Two important points on which cognitive psychology broke with previous trends in psychology are:
- The use of the scientific method and rejection of introspection, as used in phenomenological approaches, such as psychoanalysis
- The explicit recognition of the existence of internal mental states, such as belief, desire and motivation, in contrast to behaviorism
Cognitive psychology and linguistics
A linguist who played an important role in cognitive science in general and cognitive psychology in particular, is Noam Chomsky. His rationalistic language theories, which were based on an innate language or universal grammar, stimulated cognitive psychological research, for example in older theories where transformations took place between a depth structure and a surface structure of sentences, one went on to measure brain research to see if the time this transformations, were measurable and whether they resulted in certain observable brain activity. He strongly opposed behaviorism and criticized BF Skinner. Within his approaches, linguistics was regarded as a branch of cognitive science. The branch of linguistics that deals specifically with psychological aspects of natural language processing is psycholinguistics.

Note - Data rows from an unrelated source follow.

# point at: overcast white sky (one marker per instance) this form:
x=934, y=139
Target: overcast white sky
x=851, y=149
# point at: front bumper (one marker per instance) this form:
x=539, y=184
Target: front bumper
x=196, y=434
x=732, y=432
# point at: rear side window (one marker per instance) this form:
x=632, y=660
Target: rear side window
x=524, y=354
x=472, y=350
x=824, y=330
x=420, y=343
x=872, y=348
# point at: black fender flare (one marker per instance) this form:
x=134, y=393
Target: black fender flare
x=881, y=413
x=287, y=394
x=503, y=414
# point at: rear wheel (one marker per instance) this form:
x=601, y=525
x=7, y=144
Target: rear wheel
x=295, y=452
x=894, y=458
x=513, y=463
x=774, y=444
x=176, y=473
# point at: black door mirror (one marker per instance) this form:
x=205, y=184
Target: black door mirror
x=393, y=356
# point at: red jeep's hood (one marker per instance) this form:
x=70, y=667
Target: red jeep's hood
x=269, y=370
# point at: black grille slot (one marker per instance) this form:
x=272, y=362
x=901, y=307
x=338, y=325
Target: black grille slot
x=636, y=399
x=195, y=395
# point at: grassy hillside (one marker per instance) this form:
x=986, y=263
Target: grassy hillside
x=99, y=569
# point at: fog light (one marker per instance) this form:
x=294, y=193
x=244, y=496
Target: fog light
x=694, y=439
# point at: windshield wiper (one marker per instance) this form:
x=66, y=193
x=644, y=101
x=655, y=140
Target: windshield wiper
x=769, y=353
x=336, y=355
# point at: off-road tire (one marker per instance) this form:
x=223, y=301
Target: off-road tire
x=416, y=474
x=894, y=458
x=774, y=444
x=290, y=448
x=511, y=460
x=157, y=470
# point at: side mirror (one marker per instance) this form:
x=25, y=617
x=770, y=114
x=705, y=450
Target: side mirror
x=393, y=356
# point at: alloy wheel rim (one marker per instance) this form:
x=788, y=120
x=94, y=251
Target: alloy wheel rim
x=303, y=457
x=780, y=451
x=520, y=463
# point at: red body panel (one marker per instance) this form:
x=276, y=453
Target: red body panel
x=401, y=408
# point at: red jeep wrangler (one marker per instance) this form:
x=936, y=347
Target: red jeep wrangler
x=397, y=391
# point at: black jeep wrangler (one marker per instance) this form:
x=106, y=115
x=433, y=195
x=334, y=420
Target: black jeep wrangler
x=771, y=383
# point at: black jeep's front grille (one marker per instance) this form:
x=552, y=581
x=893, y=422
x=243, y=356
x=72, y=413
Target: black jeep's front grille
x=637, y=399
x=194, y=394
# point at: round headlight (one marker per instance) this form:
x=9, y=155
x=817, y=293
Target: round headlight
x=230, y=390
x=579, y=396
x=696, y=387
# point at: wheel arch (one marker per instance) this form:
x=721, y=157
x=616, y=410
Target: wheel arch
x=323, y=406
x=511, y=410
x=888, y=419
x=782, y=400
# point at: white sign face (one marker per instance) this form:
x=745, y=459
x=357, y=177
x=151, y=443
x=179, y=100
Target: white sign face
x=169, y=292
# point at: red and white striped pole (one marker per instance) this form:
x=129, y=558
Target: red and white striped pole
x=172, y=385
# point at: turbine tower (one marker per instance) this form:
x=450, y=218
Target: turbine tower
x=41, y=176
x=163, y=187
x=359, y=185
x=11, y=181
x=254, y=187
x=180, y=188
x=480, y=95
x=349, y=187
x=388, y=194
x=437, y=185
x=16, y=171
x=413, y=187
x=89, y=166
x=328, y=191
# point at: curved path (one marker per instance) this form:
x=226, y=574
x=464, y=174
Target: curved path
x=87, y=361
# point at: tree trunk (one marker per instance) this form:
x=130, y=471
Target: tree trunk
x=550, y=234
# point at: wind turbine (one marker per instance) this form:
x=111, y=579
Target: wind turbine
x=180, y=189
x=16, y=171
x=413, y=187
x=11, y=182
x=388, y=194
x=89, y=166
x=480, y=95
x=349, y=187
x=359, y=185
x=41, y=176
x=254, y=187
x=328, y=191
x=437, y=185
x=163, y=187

Other scientists also made a connection between linguistics and cognitive psychology. One of the first cognitive psychologists, George A. Miller, is known for dedicating his career to the development of WordNet, a kind of semantic network for the English language. The development started in 1985 and today WordNet is the basis for many ontologies.
Cognitive psychology and neuroscience
Much use is made of the results of brain research in cognitive psychology. This approach is called cognitive neuroscience. The physiological aspects of cognition are examined by neurosciences such as neuropsychology (a branch of psychology), neurophysiology (a branch of biology), and neurology (a branch of medical science). The term cognitive neuroscience refers to a new discipline in which systematic attempts are made to approach brain research and cognition research from a more integrative perspective. In test setups Animal experiments are often used, because experimenting with humans is in many cases not considered ethically justified. Animal experiments are also often criticized for the same reason.